Personal information
- Full name: Viktor Miklós
- Date of birth: 20 December 1993 (age 32)
- Place of birth: Bratislava, Slovakia
- Height: 1.89 m (6 ft 2 in)
- Position: Midfielder

Team information
- Current team: FK Rača
- Number: 19

Youth career
- Dunajská Streda
- Győr

Senior career*
- Years: Team / Apps / (Gls)
- 2010–2012: Győr II / 29 / (1)
- 2013–2016: Slovan Bratislava / 1 / (0)
- 2013–2016: → Slovan Bratislava B / 30 / (3)
- 2013: → Dunajská Streda (loan) / 0 / (0)
- 2015–2016: → Dolný Kubín (loan) / 6 / (0)
- 2016: Ceglédi VSE / 2 / (0)
- 2017–: Senica / 5 / (0)
- 2018–: → Rača (loan)

International career^{‡}
- Slovakia U17 / 6 / (1)
- Slovakia U19 / 9 / (0)

= Viktor Miklós =

Slovak footballer

Viktor Miklós (born 20 December 1993) is a Slovak footballer who currently plays for FK Rača.

==Club career==
Miklós started his football career in Hungarian club Györi ETO FC and in year 2013 he transferred to Slovan Bratislava. The midfielder would then go on loan to Dunajská Streda.

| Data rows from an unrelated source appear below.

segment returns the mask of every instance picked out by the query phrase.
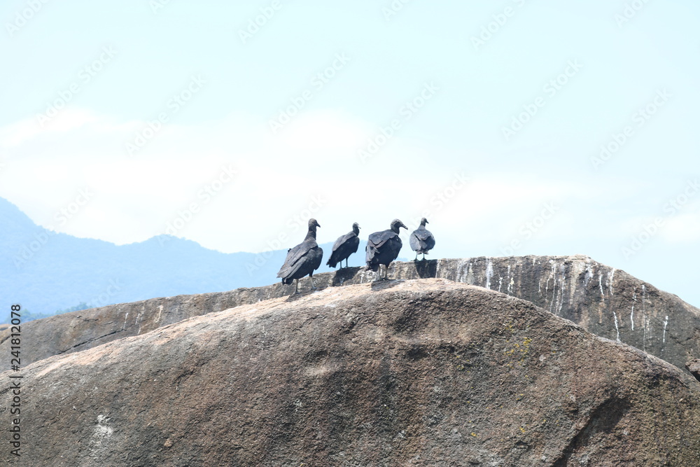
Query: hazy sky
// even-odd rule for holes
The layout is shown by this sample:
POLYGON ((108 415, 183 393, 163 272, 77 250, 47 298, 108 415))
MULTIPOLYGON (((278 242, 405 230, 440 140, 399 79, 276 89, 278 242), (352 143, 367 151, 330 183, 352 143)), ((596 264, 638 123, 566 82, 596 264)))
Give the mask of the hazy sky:
POLYGON ((425 215, 700 305, 700 5, 564 3, 4 1, 0 196, 225 252, 425 215))

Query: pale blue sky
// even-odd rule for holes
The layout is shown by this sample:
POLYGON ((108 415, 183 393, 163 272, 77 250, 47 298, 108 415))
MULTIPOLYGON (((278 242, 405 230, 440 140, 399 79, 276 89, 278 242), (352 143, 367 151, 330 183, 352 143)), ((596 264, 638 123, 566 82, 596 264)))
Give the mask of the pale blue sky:
POLYGON ((588 254, 700 305, 690 265, 700 193, 688 185, 700 172, 696 3, 411 0, 388 20, 389 0, 171 0, 154 13, 155 3, 37 2, 24 24, 31 2, 0 7, 0 196, 36 223, 124 244, 188 218, 178 236, 261 251, 301 239, 293 219, 314 197, 322 242, 354 221, 366 236, 428 209, 434 258, 502 255, 520 242, 515 254, 588 254), (643 6, 616 20, 632 3, 643 6), (260 8, 274 15, 243 43, 260 8), (71 85, 42 126, 38 114, 71 85), (407 113, 426 85, 435 90, 407 113), (171 100, 193 88, 182 105, 171 100), (293 99, 303 108, 273 134, 270 120, 293 99), (503 127, 536 102, 507 141, 503 127), (640 119, 648 105, 655 113, 640 119), (167 121, 130 154, 160 113, 167 121), (398 130, 363 163, 358 151, 393 120, 398 130), (596 170, 591 158, 628 126, 596 170), (224 167, 237 177, 200 196, 224 167), (470 181, 453 193, 459 174, 470 181), (94 195, 59 223, 86 188, 94 195), (556 209, 536 232, 527 224, 547 203, 556 209), (625 254, 634 239, 642 247, 625 254))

===ŠK Slovan Bratislava===
Miklós made his Corgoň Liga's debut for ŠK Slovan Bratislava on 31 May 2014 entering in as a substitute in place of Lukáš Gašparovič against FC Spartak Trnava. At his time with Slovan, Miklós mainly played for the reserve team. On 20 August 2015, he joined fellow league outfit MFK Ružomberok on a 6-month loan.

=== Later career ===
On 12 February 2017, it was announced that Miklós would be joining FK Senica, joining alongside Boris Bališ. He made his debut for the club in a 2–0 home win against eventual league winners, MŠK Žilina, playing 52 minutes of the game. Miklós would make a total of 5 appearances for Senica, playing 278 minutes altogether.

== International career ==
Miklós has 9 appearances for the Slovakia national under-19 football team. He has also played for the U16, U17 and U18s.